- Dev8D
Published on February 28th, 2010 - ircount development
Published on November 26th, 2009 - ircount : Repository Record Statistics
Published on May 14th, 2009 - short urls, perl and base64
Published on March 9th, 2009
This isn’t a comprehensive review of dev8d, checkout the twitter stream (that link uses twapperkeeper by the way, the guy who created it was there and it was great talking to him), and wiki for and much else on the web for what went on.
I’ve updated Repository Record Statistics (which I refer to as ircount).
Some key points:
The code is now in a subversion (svn) repository, my first time using such a system, which should help me keep track of changes. I can make it available to others if anyone is interested.
There are other changes planned…. At the moment this is all in one big database table. Each week it collects lots of info about repositories from ROAR, including their name etc, and saves one row per repository (for each week). This means lots of infomation (such as a repository’s name) is duplicated each week. It also means that when selecting the name to be displayed you have to be careful to select the latest entry for the repository in question (something which hit me badly when trying to fix the name problem, and something I still haven’t got around to fixing for all SQL queries). I’m working on improving the back-end design.

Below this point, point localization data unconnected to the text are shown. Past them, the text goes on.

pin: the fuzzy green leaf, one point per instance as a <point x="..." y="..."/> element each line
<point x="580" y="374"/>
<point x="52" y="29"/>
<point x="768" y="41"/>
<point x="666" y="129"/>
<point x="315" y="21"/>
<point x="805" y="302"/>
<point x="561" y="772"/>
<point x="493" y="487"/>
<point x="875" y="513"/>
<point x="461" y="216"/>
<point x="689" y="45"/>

I’m also thinking about periodically connecting to the OAI-PMH interface for each IR to collect certain details directly. Though this will be quite a change of direction, at the moment, ircount’s philosophy has been simply collecting from ROAR and reporting on what it gets back. Do I want to go down the road and loose this simple model.
I’m also pondering on ways to keep track of the number of full text items in each IR (you can see some initall thoughts on this here), though this will open a big can of worms.
The stats table which shows growth of repositories (based on number of records) over time for a given country (this one), could do with some improvements. RSS feeds for various things are also on the to do list.
How did I fix these things, and add the new features. I made these changes a few months a go (on a test area) and the exact details have already slipped my mind.
Funny characters in Repository names
Any name with a non-standard character (a-z, A-Z, 0-9) has always displayed as garbage, this became more of an issue when I expanded ircount to include repositories world-wide. Below you can see an example from a Swedish repository: Växjö University.![]()
The script which collects the data each week outputs its collected data in to a text file as well as writing it all to the database (really just as a backup and for debugging). The names displayed in the text file were the same messed up format, just as they were on the website. As the text file had nothing to do with the MySQL database or PHP front-end, I concluded the problem was with the actually grabbing the data from the ROAR website, which uses PERL’s LWP::simple.
This was a red herring. In the end I knocked up a script which just collected the file and output it to a textfile, and all worked fine. I gradually added code from the main script and it all was still working fine. So why did not main script not work.
In the end, I can’t remember the details but I think starting a new log file, or using a different filename (stupid I know) and other random things made the funny character problem go away. Which meant the problem was now with the DB after all, which made more sense.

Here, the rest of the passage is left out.